Я ее посвящаю вам, живые, не для того, чтобы омрачить ваше сердце, но для того, чтобы каждый из нас смотрел на свою жизнь, как на непроницаемую святыню.
Нет в жизни ничего поразительнее смерти. Она отрицает все, перед чем мы преклоняемся: гений, красоту, власть. Она делает наше отдельное существование таким бессмысленным, что, собственно говоря, каждому следовало бы сойти с ума от сознания, что он умрет. Но от этого никто с ума не сходит.

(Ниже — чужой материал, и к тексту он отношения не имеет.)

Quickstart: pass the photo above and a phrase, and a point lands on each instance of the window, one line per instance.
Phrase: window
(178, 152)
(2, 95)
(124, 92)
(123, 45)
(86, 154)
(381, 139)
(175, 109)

Над раскрытой могилой прославленных людей произносят речи. В них обыкновенно говорится, что «безжалостная смерть» похитила этого человека, но что «его дела будут жить». Здесь сказывается и наша хвастливость перед силою смерти, и стремление побудить других людей продолжать без уныния заниматься общеполезными делами. Но и то и другое бесцельно. Никакое хвастовство не запугает смерти, и никакие ее опустошения не остановят здоровых людей в их занятиях. Они будут заниматься потому, что такова уже их природа и что всякая смерть ими забывается, будто она была суждена только покойнику, но не им. Но сколько бы там ни разглагольствовали ораторы, теснящиеся возле дыры с опущенным в нее гробом, об энергии человечества – все-таки всего менее энергии к «делу» может внушить именно этот последний мертвец. Всякий знает, что в агонии, когда мутился его ум, он был совершенно чужд тому делу, которое любил при жизни, и всякий уходит от этой зарытой куклы с сознанием какой-то неразрешимой нелепости. Недоумение это, впрочем, скоро проходит… до нового подобного же случая, когда совершенно заново – сколько бы похорон ни повторилось – возникает и опять так же быстро проходит то же самое недоумение. И так все живут от сотворения мира.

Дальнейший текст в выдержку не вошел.